LEGISLATIVE HISTORY--S. 524 (H.R. 1725) (H.R. 1818) (H.R. 3680) (H.R. 
3691) (H.R. 4063) (H.R. 4586) (H.R. 4599) (H.R. 4641) 
(H.R. 4843) (H.R. 4892) (H.R. 4969) (H.R. 4976) 
(H.R. 4978) (H.R. 4981) (H.R. 4982) (H.R. 4985) 
(H.R. 5046) (H.R. 5048) (H.R. 5052):
---------------------------------------------------------------------------

HOUSE REPORTS: Nos. 114-669 (Comm. of Conference), 114-245 (Comm. on 
Energy and Commerce) accompanying H.R. 1725, 114-552 (Comm. on Energy 
and Commerce) accompanying H.R. 1818, 114-553 (Comm. on Energy and 
Commerce) accompanying 
H.R. 3680, 114-554 (Comm. on Energy and Commerce) accompanying H.R. 
3691, 114-646 (Comm. on Veterans' Affairs) accompanying H.R. 4063, 114-
555 (Comm. on Energy and Commerce) accompanying H.R. 4586, 114-556 
(Comm. on Energy and Commerce) accompanying H.R. 4599, 114-536 (Comm. on 
Energy and Commerce) accompanying H.R. 4641, 114-548 (Comm. on Education 
and the Workforce) accompanying H.R. 4843, 114-558 (Comm. on Energy and 
Commerce) accompanying H.R. 4969, 114-557 (Comm. on Energy and the 
Workforce) accompanying H.R. 4976, 114-559 (Comm. on Energy and 
Commerce) accompanying H.R. 4978, 114-561 (Comm. on Energy and Commerce) 

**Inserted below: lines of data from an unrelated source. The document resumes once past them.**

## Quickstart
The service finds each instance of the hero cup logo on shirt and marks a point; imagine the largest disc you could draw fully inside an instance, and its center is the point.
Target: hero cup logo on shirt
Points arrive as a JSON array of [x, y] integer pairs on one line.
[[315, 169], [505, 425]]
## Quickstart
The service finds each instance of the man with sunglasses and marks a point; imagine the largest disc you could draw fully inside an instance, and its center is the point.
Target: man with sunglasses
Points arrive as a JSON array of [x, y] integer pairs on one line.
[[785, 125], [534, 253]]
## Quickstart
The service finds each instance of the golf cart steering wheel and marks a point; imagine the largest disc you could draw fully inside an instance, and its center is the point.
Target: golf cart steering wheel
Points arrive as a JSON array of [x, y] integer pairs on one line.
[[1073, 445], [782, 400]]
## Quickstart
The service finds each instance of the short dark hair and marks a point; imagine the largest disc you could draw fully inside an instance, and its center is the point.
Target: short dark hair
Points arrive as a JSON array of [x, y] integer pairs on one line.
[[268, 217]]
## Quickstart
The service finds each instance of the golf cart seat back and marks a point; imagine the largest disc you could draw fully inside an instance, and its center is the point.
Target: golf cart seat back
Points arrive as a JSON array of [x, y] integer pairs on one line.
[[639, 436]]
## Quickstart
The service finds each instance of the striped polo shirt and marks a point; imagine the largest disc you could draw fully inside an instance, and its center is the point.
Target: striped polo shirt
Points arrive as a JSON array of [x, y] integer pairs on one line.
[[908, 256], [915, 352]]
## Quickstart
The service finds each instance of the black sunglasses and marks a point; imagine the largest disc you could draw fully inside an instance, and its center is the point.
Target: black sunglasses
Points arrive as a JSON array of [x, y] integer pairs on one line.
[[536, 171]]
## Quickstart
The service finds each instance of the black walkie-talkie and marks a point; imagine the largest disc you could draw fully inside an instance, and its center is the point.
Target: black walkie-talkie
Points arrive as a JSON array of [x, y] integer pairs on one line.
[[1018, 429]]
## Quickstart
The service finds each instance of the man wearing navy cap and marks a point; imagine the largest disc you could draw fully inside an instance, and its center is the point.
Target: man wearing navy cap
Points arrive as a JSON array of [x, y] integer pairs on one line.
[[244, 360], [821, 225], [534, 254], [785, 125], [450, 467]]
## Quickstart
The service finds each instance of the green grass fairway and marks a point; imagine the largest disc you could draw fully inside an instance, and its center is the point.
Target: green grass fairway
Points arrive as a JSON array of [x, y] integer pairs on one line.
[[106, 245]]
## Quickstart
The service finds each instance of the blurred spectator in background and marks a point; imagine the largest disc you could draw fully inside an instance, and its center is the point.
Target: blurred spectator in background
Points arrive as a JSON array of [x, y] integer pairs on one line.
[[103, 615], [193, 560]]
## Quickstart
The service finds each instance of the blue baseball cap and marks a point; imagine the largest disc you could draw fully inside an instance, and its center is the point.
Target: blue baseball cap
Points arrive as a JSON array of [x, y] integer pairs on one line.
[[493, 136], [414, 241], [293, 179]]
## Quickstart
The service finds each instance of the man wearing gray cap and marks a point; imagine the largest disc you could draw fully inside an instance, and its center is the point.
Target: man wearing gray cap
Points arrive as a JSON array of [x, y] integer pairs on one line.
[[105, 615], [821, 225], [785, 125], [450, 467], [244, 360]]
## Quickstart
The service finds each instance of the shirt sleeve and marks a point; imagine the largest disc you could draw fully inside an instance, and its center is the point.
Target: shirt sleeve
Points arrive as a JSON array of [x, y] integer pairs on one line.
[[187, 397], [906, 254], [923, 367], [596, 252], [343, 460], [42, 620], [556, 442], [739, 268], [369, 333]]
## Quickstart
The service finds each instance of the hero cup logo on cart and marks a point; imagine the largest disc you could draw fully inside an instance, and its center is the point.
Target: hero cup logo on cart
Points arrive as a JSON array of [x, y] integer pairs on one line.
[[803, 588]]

accompanying H.R. 4981, 114-560 (Comm. on Energy and Commerce) 
accompanying H.R. 4982, 114-547, Pt. 1 (Comm. on the Judiciary) 
accompanying 
H.R. 4985, 114-539 (Comm. on the Judiciary) accompanying H.R. 5046, 114-
540 (Comm. on the Judiciary) accompanying H.R. 5048, and 114-541, Pt. 1 
(Comm. on the Judiciary) accompanying H.R. 5052.
CONGRESSIONAL RECORD, Vol. 162 (2016):
            Mar. 2, 3, 7-10, considered and passed Senate.
            May 13, considered and passed House, amended.
            July 8, House agreed to conference report.
            July 11-13, Senate considered and agreed to conference 
                report.
DAILY COMPILATION OF PRESIDENTIAL DOCUMENTS (2016):
            July 22, Presidential statement.